AN OPPORTUNITY FOR ACTION
What Brands Can Do Right Now
U.S. consumers across the country are standing up and demanding accountability from government and business to take action. It’s not just a matter of corporate social responsibility, it’s a matter of brand safety. For advertisers, brand safety is about more than a stagnant list of terms. Brands and their advertising partners should be in constant review as language emerges that is harmful to a community—and to their brand. And ad servers must consider how changes in rhetoric can be reflected in their algorithms. It’s time to rethink how and where ad campaigns are showing up, ask for accountability from digital ad placement partners, and build protective barriers to prevent placing ads in content with hate speech.
Methodology
Nielsen Digital Content Ratings
Nielsen Digital Content Ratings (DCR) custom desktop reach analysis of top news domains provided to AdVerif.AI to be flagged as publishing content that included anti-Asian hate speech in 1/1/2021-3/31/2021.

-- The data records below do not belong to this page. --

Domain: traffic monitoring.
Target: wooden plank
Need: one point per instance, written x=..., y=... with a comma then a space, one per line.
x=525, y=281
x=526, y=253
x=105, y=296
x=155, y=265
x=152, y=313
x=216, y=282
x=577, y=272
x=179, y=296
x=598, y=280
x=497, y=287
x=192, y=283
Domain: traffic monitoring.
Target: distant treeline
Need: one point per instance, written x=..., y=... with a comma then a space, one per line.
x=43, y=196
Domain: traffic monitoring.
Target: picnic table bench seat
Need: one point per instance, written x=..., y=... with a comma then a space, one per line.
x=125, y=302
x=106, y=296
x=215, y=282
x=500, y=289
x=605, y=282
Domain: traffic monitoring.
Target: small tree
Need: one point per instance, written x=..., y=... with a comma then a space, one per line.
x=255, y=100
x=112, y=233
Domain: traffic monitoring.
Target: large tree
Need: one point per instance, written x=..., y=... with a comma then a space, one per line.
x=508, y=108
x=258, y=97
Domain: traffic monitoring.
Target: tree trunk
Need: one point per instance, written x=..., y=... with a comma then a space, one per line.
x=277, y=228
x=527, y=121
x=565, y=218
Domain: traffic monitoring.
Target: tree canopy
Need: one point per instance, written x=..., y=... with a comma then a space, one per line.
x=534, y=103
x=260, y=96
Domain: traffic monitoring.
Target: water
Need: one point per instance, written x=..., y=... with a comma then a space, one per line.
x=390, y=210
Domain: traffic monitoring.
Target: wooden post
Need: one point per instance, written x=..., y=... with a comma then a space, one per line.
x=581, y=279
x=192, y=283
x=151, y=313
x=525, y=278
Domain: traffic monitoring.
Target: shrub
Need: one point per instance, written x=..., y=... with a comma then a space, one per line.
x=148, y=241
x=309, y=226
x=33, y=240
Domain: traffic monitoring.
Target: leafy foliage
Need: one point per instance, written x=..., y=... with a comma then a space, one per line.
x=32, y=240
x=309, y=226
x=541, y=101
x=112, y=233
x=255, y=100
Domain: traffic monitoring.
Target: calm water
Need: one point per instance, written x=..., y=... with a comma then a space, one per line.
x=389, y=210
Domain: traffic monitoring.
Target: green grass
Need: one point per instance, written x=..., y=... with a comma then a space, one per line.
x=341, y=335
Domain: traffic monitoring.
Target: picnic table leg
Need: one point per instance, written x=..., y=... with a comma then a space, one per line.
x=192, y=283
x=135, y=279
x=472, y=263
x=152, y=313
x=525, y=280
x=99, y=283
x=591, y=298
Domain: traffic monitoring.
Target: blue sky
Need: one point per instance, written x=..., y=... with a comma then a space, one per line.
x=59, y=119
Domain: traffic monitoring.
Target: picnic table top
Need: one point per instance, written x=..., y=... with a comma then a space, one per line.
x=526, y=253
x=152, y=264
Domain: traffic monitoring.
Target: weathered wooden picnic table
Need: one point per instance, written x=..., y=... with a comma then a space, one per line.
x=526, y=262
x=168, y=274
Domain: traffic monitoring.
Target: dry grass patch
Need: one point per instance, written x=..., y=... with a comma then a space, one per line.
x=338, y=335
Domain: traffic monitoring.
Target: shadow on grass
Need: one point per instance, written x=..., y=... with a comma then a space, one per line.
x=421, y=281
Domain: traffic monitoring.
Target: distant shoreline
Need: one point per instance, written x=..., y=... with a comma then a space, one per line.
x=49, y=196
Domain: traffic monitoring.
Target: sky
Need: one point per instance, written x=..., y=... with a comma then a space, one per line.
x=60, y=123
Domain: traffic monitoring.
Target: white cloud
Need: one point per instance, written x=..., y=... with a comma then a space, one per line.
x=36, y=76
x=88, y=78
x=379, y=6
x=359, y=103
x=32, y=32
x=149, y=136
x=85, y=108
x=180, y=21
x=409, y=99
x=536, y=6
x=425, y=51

Nielsen Digital Ad Ratings
Nielsen Digital Ad Ratings (DAR) custom analysis of advertisers that ran desktop impressions on URLs that included hate speech during 1/1/2021-3/31/2021.
Nielsen Ad Intel
Nielsen Ad Intel custom analysis reviewed National Digital Display and National Digital Video advertising spend within 1/1/2021-3/31/2021 on the sites identified for using anti-Asian hate speech.
AdVeRIF.Ai
AdVerif.AI is an artificial intelligence company providing ad verification solutions for advertisers, publishers as well as ad platforms and backed by the Nielsen Innovate Fund. Using Natural Language Processing (NLP) and machine learning the proprietary AdVerif.AI technology is able to train a model that can identify content featuring anti-Asian terms related to COVID-19. The collaboration with AdVerif.AI allowed for training an algorithm to distinguish from content reporting on the issue of hate speech vs. propagating messages of hate, conspiracy or stigma. The resulting model was then used to evaluate the Top 300 news, information, and news aggregation sites based on Digital Content Ratings monthly unique audience for January 2021. Each page on those sites was then evaluated on the likelihood that it contains hate speech, returning a list of top “offending pages” by assigning a score based on presence of hate speech, subjective language, false information, etc. Each page is further evaluated by the model to identify the advertiser(s) and ad platform serving the ads providing a point-in-time view of ads placed in offending content based on a US IP address.